Methodology & decontamination

SWE-bench Verified is now widely held to be contaminated — OpenAI stopped reporting it in Feb 2026; >32% of "passed" cases leaked the solution and ~31% passed on weak tests. ForgeJudge treats decontamination as a tested, documented property — not a footnote.

1 · Intrinsically-verifiable tasks (no human label at scoring time)

Every task is make-CI-green: a real test fails on the buggy code and must pass after the fix, while existing tests stay green. Correctness is a deterministic test transition — the exact SWE-bench validity rule (resolved ⇔ all FAIL_TO_PASS pass ∧ all PASS_TO_PASS stay green).

2 · Leak-resistance

Own-source only. Tasks come from purpose-built post-cutoff fixtures + the author's own repositories (pinned commit SHAs, own license) — no third-party code is bundled, so there is no GPL/attribution or leak surface.
Symptom-only problem statements. Issue text describes the observable bug, never the fix or its root cause.
Hidden oracle. By default the agent solves from the issue against the buggy code; the FAIL_TO_PASS test is applied only at grading (real SWE-bench setup) — the agent never sees the exact assertions.

3 · Mutation hardening (weak-test detection)

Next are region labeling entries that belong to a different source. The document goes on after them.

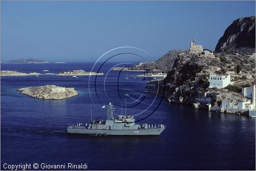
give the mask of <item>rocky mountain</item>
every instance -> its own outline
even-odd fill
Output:
[[[255,53],[255,16],[234,20],[219,40],[215,52]]]
[[[8,63],[48,63],[48,62],[42,60],[30,58],[30,59],[20,59],[18,60],[11,60],[10,61],[9,61]]]
[[[150,89],[147,92],[163,95],[170,102],[191,105],[195,108],[243,113],[242,110],[221,111],[220,107],[222,100],[236,104],[248,101],[241,95],[241,91],[242,87],[252,86],[255,80],[254,46],[255,17],[238,19],[220,39],[216,46],[219,52],[211,55],[204,51],[173,54],[174,63],[169,67],[172,69],[164,79],[148,82],[146,87]],[[211,74],[230,75],[231,83],[223,88],[209,88]],[[205,100],[199,99],[202,94]]]

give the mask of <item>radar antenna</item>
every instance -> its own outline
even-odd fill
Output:
[[[108,109],[108,119],[114,120],[113,113],[114,112],[114,107],[111,103],[109,103],[109,108]]]

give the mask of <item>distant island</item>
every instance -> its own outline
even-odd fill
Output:
[[[36,72],[24,73],[13,70],[1,70],[0,71],[0,76],[34,76],[39,75],[40,74]]]
[[[10,61],[9,61],[7,63],[49,63],[49,62],[40,59],[35,59],[30,58],[30,59],[20,59],[18,60],[11,60]]]
[[[83,70],[72,70],[69,71],[61,71],[58,76],[91,76],[91,75],[103,75],[103,73],[97,73],[94,72],[86,72]]]
[[[43,70],[42,71],[46,72],[48,71],[48,70]],[[52,73],[45,73],[40,74],[37,72],[32,72],[32,73],[24,73],[20,72],[13,70],[1,70],[0,71],[1,76],[34,76],[36,75],[56,75],[60,76],[102,76],[103,75],[103,73],[97,73],[94,72],[86,72],[83,70],[72,70],[69,71],[60,71],[59,74],[52,74]]]
[[[46,85],[20,88],[22,94],[44,100],[61,100],[79,94],[74,88],[65,88],[55,85]]]

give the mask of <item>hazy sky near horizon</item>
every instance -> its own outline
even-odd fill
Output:
[[[1,61],[95,61],[119,46],[157,60],[194,38],[214,50],[233,20],[255,15],[255,1],[1,1]],[[118,60],[118,59],[117,60]]]

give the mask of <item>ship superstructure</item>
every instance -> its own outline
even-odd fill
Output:
[[[81,123],[72,125],[67,127],[68,133],[93,135],[159,135],[165,129],[163,124],[150,125],[143,124],[142,126],[135,124],[133,116],[113,116],[114,108],[111,103],[108,109],[108,117],[105,120],[92,121],[89,125]]]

For each task we mutate the gold fix within the patched region and require the test suite to kill the mutants. A task whose tests pass under a wrong fix is flagged weak and rejected — a CI invariant. Current golden set: 16 mutation-hardened (mean score 0.94), 2 inconclusive (regex/string code with no mutable operators), 0 weak.

4 · Cheat-resistant, swebench-equivalent grading

The candidate patch may change source only; every test file is restored to its canonical version before grading, so a patch cannot neuter or weaken the oracle to fake a resolution.
Our verdict is verified equivalent to the official swebench.harness.grading.get_resolution_status in CI on every commit — for real PASS/FAIL/ERROR/XFAIL outcomes.
And it is deliberately stricter on a skipped oracle: swebench 4.1.0 rates a SKIPPED FAIL_TO_PASS as RESOLVED_FULL (a skip is neither success nor failure), so a patch that makes the oracle skip rather than run would grade as resolved. ForgeJudge counts a skip as not-passed, closing that cheat vector (pinned by a CI test against real swebench).
Patches run in ephemeral, isolated GitHub Actions VMs — the sandbox boundary — at $0.

5 · Determinism & the multi-seed gate

temperature=0 does not guarantee determinism (pass@1 varies 2–6pp). The scorer is fully deterministic; the regression gate is multi-seed — a change fails the build only when the candidate's CI upper bound is below the baseline's CI lower bound, so flaky single runs don't block merges.

Metric definitions. pass@1 is the expected single-sample resolve rate — the mean resolve rate across the k seeds, i.e. the probability one fresh attempt resolves the task. pass@k is the fraction of tasks where any of the k seeds resolved. Because runs are non-deterministic, pass@k ≥ pass@1, and the gap is exactly the run-to-run variance the multi-seed gate is built to absorb.

6 · The honest framing

A $0 free-model resolution rate is modest by design. The deliverable is the engineered, decontaminated, regression-gated system — the harness, the traces, the gate — proven via the model-swap comparison (the score rises with a better model while the harness stays fixed).